Il lavoro che ci aspetta, come è stato detto in questi due giorni, è impegnativo, si confida in un prosieguo e in altre occasioni di incontro in cui affrontare in modo ancora più approfondito anche questo punto su cui c’è molto da lavorare con le istituzioni e le organizzazioni. Felice che questa mia proposta sia tra le dieci da portare al Governo, ai Comuni e alle Regioni, insieme alla possibilità di autodeterminazione delle persone e delle famiglie e di un maggiore riguardo verso il loro bisogno nei percorsi di cura e rispetto alla possibilità di un loro coinvolgimento presso i Servizi pubblici e nei contesti di vita. La campagna #180benecomune l’arte di restare umani, che avremmo voluto presentare con più larghezza, ha trovato poco spazio e forse bisognerà, in una nuova iniziativa del coordinamento, dedicare maggiore attenzione alla campagna #180benecomune.
I lavori si sono chiusi con l’intervento di Nerina Dirindin (Coordinamento Nazionale Salute Mentale).

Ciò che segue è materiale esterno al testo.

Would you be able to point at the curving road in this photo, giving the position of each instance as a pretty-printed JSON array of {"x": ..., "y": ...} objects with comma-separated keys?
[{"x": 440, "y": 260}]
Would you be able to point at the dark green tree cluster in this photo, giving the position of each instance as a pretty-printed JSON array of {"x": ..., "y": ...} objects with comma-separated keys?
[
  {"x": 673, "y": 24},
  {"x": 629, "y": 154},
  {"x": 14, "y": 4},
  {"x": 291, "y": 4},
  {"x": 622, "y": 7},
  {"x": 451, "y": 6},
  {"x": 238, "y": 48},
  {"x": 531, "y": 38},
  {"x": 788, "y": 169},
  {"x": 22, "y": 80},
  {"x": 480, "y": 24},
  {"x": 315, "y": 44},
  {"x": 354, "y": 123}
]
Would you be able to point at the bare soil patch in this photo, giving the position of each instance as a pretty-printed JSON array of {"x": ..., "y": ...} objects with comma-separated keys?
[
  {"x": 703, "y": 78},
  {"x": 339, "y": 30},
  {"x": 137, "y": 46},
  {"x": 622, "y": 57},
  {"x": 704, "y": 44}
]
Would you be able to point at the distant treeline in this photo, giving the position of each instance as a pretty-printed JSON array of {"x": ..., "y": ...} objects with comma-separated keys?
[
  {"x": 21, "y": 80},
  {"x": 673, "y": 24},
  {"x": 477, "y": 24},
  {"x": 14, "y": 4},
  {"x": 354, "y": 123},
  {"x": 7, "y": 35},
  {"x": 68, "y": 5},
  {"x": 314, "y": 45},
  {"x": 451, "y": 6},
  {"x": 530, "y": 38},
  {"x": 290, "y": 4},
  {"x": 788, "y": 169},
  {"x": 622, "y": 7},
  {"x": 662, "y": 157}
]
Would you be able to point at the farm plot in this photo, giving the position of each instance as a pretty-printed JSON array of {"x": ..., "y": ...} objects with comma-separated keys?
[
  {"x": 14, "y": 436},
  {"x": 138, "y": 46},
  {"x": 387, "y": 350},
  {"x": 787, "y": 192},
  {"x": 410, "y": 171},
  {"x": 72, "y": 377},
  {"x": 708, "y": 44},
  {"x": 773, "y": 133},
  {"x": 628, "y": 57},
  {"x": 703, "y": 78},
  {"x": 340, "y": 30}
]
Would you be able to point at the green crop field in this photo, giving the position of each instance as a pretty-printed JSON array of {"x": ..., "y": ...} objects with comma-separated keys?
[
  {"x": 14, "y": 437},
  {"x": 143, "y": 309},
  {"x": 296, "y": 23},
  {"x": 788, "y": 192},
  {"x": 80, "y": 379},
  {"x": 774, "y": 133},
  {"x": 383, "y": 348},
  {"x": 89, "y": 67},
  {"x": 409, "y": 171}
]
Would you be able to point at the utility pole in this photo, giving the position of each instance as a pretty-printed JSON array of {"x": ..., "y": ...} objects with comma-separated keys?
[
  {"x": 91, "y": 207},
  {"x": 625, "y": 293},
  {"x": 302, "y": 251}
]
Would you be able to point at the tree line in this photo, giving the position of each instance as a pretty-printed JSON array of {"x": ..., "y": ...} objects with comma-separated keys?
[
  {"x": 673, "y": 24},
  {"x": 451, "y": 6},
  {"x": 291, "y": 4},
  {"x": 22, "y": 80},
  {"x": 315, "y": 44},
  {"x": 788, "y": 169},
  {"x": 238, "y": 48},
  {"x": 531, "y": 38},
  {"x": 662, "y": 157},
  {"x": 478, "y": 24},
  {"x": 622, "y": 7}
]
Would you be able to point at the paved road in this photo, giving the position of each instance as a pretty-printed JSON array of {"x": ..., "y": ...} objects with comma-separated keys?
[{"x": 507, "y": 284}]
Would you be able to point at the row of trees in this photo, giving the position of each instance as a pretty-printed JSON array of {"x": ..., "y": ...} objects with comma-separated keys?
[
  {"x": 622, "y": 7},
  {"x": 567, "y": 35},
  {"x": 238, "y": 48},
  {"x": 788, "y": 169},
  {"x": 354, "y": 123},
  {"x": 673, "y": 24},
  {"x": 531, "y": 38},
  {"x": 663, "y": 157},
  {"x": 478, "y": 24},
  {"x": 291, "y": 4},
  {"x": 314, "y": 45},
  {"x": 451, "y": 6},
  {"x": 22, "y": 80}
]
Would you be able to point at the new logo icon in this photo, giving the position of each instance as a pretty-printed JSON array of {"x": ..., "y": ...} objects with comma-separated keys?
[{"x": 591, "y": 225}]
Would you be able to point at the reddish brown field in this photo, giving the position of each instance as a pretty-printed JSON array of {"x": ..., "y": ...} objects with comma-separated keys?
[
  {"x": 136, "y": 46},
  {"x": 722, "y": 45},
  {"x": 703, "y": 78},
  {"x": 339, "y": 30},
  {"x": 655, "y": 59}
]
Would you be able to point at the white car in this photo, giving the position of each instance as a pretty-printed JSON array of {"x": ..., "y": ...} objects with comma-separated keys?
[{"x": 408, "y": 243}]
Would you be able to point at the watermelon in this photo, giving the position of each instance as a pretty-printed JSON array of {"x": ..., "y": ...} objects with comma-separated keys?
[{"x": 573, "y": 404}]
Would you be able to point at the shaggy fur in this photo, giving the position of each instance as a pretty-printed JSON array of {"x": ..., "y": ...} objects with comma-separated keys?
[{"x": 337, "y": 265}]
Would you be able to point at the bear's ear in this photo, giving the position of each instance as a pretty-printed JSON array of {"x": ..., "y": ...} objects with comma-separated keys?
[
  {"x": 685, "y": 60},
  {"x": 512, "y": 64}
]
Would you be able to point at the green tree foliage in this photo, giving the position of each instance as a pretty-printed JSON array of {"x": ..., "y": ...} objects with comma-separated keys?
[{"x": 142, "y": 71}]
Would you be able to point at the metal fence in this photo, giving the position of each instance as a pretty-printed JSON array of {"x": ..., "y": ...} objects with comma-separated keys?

La due giorni di Roma (6 e 7 dicembre 2024) si è conclusa con una DICHIARAZIONE che apre una nuova stagione di mobilitazione e lancia 10 proposte. Come scrive Il Coordinamento nazionale Salute Mentale:
“La mobilitazione è necessaria per reagire alla crisi delle politiche e dei servizi per la salute mentale, del Servizio Sanitario Nazionale e dei servizi sociali. Per reagire al permanere di stigma e pratiche non rispettose dei diritti (come la contenzione), alla gravissima situazione nelle carceri e nel sistema di accoglienza per i migranti, in specie con i CPR, all’inadeguatezza del modello di assistenza rivolta alle persone anziane non autosufficienti e alle persone con disabilità, ai minori in difficoltà, al crescente disagio giovanile, ecc.). Per reagire alle logiche repressive e neo-manicomiali sostenute dal Governo e da alcune forze politiche. Mentre le terribili guerre in corso procurano sofferenze e morte, alimentando paura e disagio mentale, e il riarmo, finanziato anche dal nostro Paese, sottrae risorse ai diritti sociali. La Conferenza non termina oggi: decidiamo di avviare da subito un nuovo percorso di iniziative, nazionali e in diverse città italiane”.